On December 3, 2009, President Obama formally nominated Pearson to serve on the Northern District of Ohio. Her nomination was confirmed by the Senate on December 21, 2010 by a vote of 56-39, with George Voinovich of Ohio casting the lone Republican ‘aye’ vote.
Pearson, 47, is the first black woman to hold a federal judgeship in Ohio.
The confirmation was part of a rapid series of Senate judicial approvals, following a deal reportedly struck by Senate Majority Leader Harry Reid (D-Nev.) and Minority Leader Mitch McConnell (R-Ky.) to break a logjam caused by GOP obstructions.
As the first black female federal jurist in Ohio, U.S. District Court Judge Benita Y. Pearson said it wouldn’t have happened without those who blazed the trail before her. “I will carry the torch; I will pick up the mantle,” Judge Pearson said at her swearing-in ceremony.
And she also vowed to “be a role model” to those who follow.
Many of the speakers at the ceremony talked about the historic appointment of Judge Pearson, a process that took well over a year.
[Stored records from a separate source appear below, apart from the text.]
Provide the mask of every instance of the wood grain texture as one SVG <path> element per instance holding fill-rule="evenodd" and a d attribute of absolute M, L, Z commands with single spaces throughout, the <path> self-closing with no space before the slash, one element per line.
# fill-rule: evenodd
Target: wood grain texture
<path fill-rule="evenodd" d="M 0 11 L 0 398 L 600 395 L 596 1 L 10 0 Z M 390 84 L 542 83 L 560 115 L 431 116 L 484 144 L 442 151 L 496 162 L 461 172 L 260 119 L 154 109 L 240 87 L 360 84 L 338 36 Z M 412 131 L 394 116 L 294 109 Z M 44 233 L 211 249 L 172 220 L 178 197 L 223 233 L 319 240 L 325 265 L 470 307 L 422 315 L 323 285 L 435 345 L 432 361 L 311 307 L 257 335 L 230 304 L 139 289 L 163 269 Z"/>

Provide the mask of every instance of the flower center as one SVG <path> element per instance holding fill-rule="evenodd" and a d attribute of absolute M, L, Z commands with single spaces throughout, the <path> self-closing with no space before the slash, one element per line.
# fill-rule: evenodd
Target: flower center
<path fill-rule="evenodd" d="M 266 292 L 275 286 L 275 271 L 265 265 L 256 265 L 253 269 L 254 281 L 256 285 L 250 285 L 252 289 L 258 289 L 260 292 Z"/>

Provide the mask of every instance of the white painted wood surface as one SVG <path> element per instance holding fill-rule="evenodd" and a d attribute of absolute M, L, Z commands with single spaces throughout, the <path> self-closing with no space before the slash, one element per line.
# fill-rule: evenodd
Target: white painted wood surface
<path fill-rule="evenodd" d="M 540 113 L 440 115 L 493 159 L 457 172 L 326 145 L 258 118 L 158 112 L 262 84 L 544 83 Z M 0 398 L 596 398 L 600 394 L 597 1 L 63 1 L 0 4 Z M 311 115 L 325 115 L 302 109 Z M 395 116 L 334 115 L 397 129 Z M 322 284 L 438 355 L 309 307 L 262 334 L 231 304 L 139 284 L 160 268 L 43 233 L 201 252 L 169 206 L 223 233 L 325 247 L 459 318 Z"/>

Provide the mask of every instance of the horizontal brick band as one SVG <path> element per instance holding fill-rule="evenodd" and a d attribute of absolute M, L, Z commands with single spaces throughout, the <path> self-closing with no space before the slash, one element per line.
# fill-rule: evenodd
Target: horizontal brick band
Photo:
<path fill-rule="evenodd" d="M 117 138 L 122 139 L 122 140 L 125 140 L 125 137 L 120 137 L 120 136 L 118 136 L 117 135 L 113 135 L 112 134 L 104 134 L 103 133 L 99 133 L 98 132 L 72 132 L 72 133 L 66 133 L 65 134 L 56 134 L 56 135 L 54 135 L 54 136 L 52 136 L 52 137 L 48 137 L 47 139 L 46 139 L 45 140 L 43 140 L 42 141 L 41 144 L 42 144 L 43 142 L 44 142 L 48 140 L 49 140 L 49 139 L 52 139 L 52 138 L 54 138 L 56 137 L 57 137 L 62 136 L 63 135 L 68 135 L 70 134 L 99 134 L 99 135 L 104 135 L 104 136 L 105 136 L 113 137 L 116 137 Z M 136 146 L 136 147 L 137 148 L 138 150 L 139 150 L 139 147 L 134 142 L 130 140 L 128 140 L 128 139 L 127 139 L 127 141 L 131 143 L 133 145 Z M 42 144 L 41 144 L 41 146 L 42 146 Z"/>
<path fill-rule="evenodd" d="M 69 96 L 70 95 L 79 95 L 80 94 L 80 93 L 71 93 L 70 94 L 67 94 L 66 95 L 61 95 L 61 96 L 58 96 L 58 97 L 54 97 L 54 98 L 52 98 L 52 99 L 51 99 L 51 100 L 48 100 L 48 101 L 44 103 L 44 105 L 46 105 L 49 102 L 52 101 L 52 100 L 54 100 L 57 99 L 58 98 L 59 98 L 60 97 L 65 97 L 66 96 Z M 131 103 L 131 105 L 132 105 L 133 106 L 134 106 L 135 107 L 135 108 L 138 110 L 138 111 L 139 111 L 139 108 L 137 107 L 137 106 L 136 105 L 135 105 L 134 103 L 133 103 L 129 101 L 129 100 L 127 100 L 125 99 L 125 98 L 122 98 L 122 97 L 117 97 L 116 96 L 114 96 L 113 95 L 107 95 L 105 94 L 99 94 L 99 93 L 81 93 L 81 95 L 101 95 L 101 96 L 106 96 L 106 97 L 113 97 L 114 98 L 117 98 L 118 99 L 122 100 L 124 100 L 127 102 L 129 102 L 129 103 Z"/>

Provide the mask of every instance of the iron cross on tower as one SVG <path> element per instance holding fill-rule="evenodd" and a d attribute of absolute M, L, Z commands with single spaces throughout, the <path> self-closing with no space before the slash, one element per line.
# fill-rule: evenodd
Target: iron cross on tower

“It is one more step along the way to have a federal judiciary reflect the face of America,” said retired Judge Nathaniel R. Jones of the U.S. 6th Circuit Court of Appeals and a Youngstown native who lives in the Cincinnati area. “This is an event so special to me that I was compelled to come and witness the oath being administered and offer my congratulations.”
Judge Pearson graduated from Georgetown University and received her law degree from Cleveland State University’s Cleveland-Marshall College of Law. She worked for more than seven years as an accountant before becoming a lawyer.
Her career included stints at the Jones Day and McDonald Hopkins law firms in Cleveland. She became an assistant U.S. Attorney in Cleveland in 2000.